At that moment she didn’t think she could love him more—for the lie he had spoken with such sincerity. She knew the truth. If she had died as well, he could remarry—any of the women who had recently moved to Leighton—and have the son he so desperately wanted.
He eased up in the chair. “Dee, I want to know what happened.”
Sniffing, she furrowed her brow. “What happened?”
“You left the room. I heard you scream—”
She squeezed his hand, pieces of images racing through her mind. “Oh, Dallas. Rawley.”
“Rawley?”
“The little boy. I heard a child cry. I went behind the hotel, and I saw him pressed into a corner. Then someone shoved me and the boxes fell … Oh, Dallas, he could have gotten hurt, too. Did you see him?”
“I only saw you.”
“Dallas, we have to find him.” She tried to sit, and he placed his hands on her shoulders.

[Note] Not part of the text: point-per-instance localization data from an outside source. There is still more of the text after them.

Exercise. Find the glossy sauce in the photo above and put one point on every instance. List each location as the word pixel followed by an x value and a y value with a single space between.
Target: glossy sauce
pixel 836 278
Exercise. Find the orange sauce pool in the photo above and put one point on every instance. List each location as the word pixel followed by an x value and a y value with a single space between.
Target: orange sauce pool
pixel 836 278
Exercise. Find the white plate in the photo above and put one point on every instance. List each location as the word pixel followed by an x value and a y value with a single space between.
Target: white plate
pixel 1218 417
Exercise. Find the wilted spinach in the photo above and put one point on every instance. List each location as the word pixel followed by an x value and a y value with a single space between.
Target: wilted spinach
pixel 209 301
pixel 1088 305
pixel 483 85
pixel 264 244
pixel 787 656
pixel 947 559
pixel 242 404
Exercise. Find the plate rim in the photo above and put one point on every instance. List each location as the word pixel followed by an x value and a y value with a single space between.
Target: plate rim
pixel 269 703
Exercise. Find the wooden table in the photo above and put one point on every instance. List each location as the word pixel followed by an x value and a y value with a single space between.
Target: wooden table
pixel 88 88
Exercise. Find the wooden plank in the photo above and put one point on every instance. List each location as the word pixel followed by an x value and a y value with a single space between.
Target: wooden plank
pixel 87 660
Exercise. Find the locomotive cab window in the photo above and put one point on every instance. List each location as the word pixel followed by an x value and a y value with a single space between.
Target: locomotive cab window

“You’ve got no business getting out of bed. I’ll send Austin to find him.”
“Have him bring Rawley back here so I can see that he’s all right.”
Rawley Cooper knew he was in a heap of trouble. Had known it for days and knew sooner or later his mistake would catch up with him.
He would have preferred later.
He sat staring at the red and orange flames as they danced and warmed the room. The man who had brought him to this big house sat with his feet propped on the desk, his spurs dangling over the edge.
The man had told him his name was Austin. Once Rawley had gone through a town named Austin. He figured this man was pretty important since he had a town named after him.
Important men scared Rawley. They could do anything they wanted and nobody would stop them.
Rawley nearly jumped out of his skin when Austin pulled open a drawer.
“Dallas has some lemon drops in here. You want one?”
He peered over at Austin, saw the bag he held in his hand, the yellow ball he was rolling between his fingers. He remembered the man had given him a sarsaparilla stick once and hadn’t hurt him when he’d taken it. But that was a long time back. He shook his head and turned his attention back to the fire.
He knew all he wanted to know about taking gifts. Sooner or later, they always came with a heavy price.
“You don’t talk much, do you?” Austin said.
Rawley wondered if he ran into the fire if it would swallow him up. He thought about that sometimes. Finding a way to disappear so no one could touch him, no one could hurt him.
“Where’s your ma?” Austin asked.
“Dead I reckon.”
“Don’t you know?”
Rawley lifted a shoulder.
The door opened. Austin dropped his feet to the floor and stood. Rawley stood, too, his legs trembling. Better to face the man who wanted him.
“You found him,” the man said.
The man was big. Rawley had seen him with the pretty lady.
“Yep. His pa was passed out in the saloon. I told the barkeep to tell him the boy was here when he woke up.”